Even though it is not listed as a contraindication, it is definitely a terrible thing to administer to the patient with atrial fibrillation with Wolff Parkinson White syndrome.
In Wolff Parkinson White syndrome, there is an accessory pathway. The accessory pathway does not have a delay like the AV node. This is why the P-wave is closer to the QRS complex on the ECG resulting in a decreased PR interval and the ventricles are depolarized early resulting in a delta wave at the beginning of the QRS complex. If the foci is sinus then the rate will be within normal limits (60-100), which is survivable. If there is fibrillation in the atria, the rate will be >350 because of all extrasystolic atrial activity going off at different times going down the accessory pathway without delay. In normal atrial fibrillation (without Wolff Parkinson White syndrome), the AV node would cause delay to the ventricle and help control the heart. If you could, you would want to slow down the ventricle rate, stop the fibrillation, or block the accessory pathway. Blocking the AV node would only encourage electrical activity to go the accessory pathway, which is what you don't want to be using because there is no delay in conduction to the ventricle. Administering Adenosine to a patient in atrial fibrillation with Wolf Parkinson White syndrome likely lead to ventricular fibrillation.
A patient in atrial fibrillation with Wolf Parkinson White syndrome would probably be best treat with electrical cardioversion because these patients are probably going to be unstable anyway. I've heard Amiodarone and Procainamide* being good chemical agents for atrial fibrillation with Wolff Parkinson White syndrome.
It's not necessary to mention the RVR part. It just means rapid ventricular response. The heart rate is >100.
I think the only other suprvantricular tachycardia with Wolff Parkinson White syndrome I wouldn't give Adenosine to is atrial flutter because flutter rates are generally around 250-350. Suppressing the AV node would probably lead to 1:1 atrial flutter. 1 flutter rate for every ventricular activity, heart rate would increase to 250-350, and this could lead to ventricular fibrillation quickly too.
SVTs (order of most common starting with the most common per the AHA)
1. sinus tachycardia - I think it would be OK because the rate would remain the same was the sinus rate
2. atrial fibrillation - not OK for reasons already mentioned
3. atrial flutter - not OK for reasons already mentioned
4. AVNRT - OK because the it is really like an accessory pathway in the AV node so the AV node is the problem. This is what Adenosine is really intended for.
5. accessory pathway mediated tachycardia (like Wolf Parkinson White syndrome, this usually in association with the other rhythms mentioned here)
6. atrial tachycardia - similar to atrial flutter, but the atrial rate is slower. The rate is usually around 150-250 instead.
7. multifocial atrial tachycardia (MAT) - again, would be OK because the rate would stay about the same.
8. junctional tachycardia - I think it wouldn't be affected by an accessory pathway and you probably wouldn't see it.

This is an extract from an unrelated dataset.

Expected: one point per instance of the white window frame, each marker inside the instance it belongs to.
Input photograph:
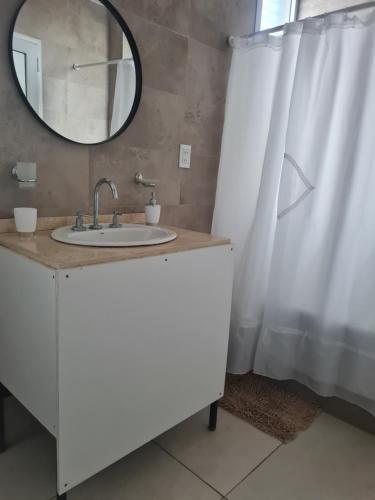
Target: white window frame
(294, 6)
(33, 51)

I'm not sure if all Wolff Parkinson White/accessory pathways would be a problem with Adenosine. Sometimes the accessory pathway does anterograde or retrograde conduction. If it is retrograde conduction only then you won't see the typical signs of Wolff Parkinson White syndrome.
Anyhow, don't give Adenosine to patients with Wolff Parkinson White syndrome with atrial fibrillation or atrial flutter. These patients with fast atrial rate will probably hemodynamically unstable anyhow and would probably warrant electrical cardioversion. Drugs that slow down the ventricular rate or both would be ideal if cardioversion isn't an option or doesn't work eg Amiodarone and Procainamide*.
*I have limited knowledge of Procainamide and never have used it. It is not drug used by EMS out here and therefore only briefly mentioned at paramedic school here.